Photo illustration by Brian Howell

“How surreal is this?” was all Samantha Smith could think. It was midnight on a blustery fall night, and the flannel-clad accountant was standing alone at the top of the Queen’s Staircase at Hampton Court Palace in London, about to turn in for the night. “How many gorgeous women have come down this staircase in all their finery?” she recalls, “and there is me in my PJs.” The palace, which has played host to Henry VIII and his wives, as well as Shakespeare and his acting company, was home in September to Smith and 60 others who had paid $160 each for the pleasure of doing something most visitors wouldn’t dream of—staying the night.

After years of offering sleepovers to groups of excited children, now museums, aquariums and historic venues are expanding their programs and offering adult-only overnight visits. While kids get behind-the-scenes tours and meals, grown-ups get added perks, including champagne receptions and lectures from experts—some on themes not suitable for kids. At its annual Hugs & Fishes event on Valentine’s Day, the Vancouver Aquarium’s sleepover had talks revolving around the sex life of sea creatures. “Barnacles are a little kinky,” says Sue Murray, its sleepover manager.

While that Vancouver event goes back to 1996, most museum sleepovers for adults began more recently. The newest is Hampton Court Palace’s; its first test event was in the spring. “We learned people weren’t here to sleep,” recalls Kate Minchin, the visitor experience manager. So in September, they packed more into an Elizabethan-themed experience including period dancing and dinner in the Privy Kitchen, as well as entertainment provided by a troupe of actors. After a few hours bedding down in the magnificent Cartoon Gallery, visitors could take a garden tour at 7 a.m. One guest, Frances Murray, a South African initially skeptical of the concept—“I’m going to sleep on a hard floor for £100?”—was won over by the royal B & B. “How often do you get to do this?”

The sleepovers are part of a fast-growing trend of cultural institutions offering “value added” events. Exclusivity comes with price tags to match. Sleepovers start at around $100 and go up. Yet because most places offer no more than four a year, they usually sell out.

“People want to have a deeper, interactive informational experience,” explains Scott Black, specialty tour manager at the California Academy of Sciences in San Francisco, which started adult overnights in 2011. A recent one featured 40 post-doctoral students showing off their research—and wild cats, including an ocelot and a cougar. Unexpected things can happen. When one staff member at Dover Castle, the 12th-century fortress on the English Channel, discovered that a guest staying in its Great Tower was interested in graffiti, the visitor was taken to see the scrawls painted by 18th-century prisoners of war.
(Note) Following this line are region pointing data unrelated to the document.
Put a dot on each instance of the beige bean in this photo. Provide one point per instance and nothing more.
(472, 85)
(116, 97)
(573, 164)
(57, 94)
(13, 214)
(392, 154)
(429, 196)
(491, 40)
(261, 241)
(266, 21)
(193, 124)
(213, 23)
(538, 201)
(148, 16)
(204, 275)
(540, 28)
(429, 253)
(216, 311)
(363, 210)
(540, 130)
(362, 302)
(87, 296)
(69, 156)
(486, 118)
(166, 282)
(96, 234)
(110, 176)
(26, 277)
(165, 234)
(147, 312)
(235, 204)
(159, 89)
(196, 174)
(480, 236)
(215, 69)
While Dover Castle provides camp beds for its sleepovers, accomodation is more basic at other sites—usually carpet, a thin mat or an air mattress brought by guests. For visitors, it’s the spectacle that counts, not sleeping comfort. At the Georgia Aquarium in Atlanta, visitors can lay sleeping bags down in an acrylic underwater tunnel of the Ocean Voyageur exhibit, watching whale sharks, manta rays and thousands of fish through its thick transparent walls. At Vancouver Aquarium, the view is of beluga whales. When staff turns off the lights in the gallery, “all of the sudden this massive creature at the window is staring at them,” Murray says.

Most venues use self-contained areas so visitors can’t wander off, but that wasn’t an option at the sprawling Hampton Court Palace, which has around 1,000 rooms. “The potential to lose people is mammoth,” says Minchin. So four warders, wearing wool frockcoat uniforms, escorted them to the toilets downstairs, off an open courtyard.

And guests were warned that professional photography and ghost hunting were forbidden, and told they should dress warmly in the unheated palace. The biggest problem turned out to be a “person who snored like a warthog all night,” Smith recalls. Even the earplugs that were handed out couldn’t overcome the noise.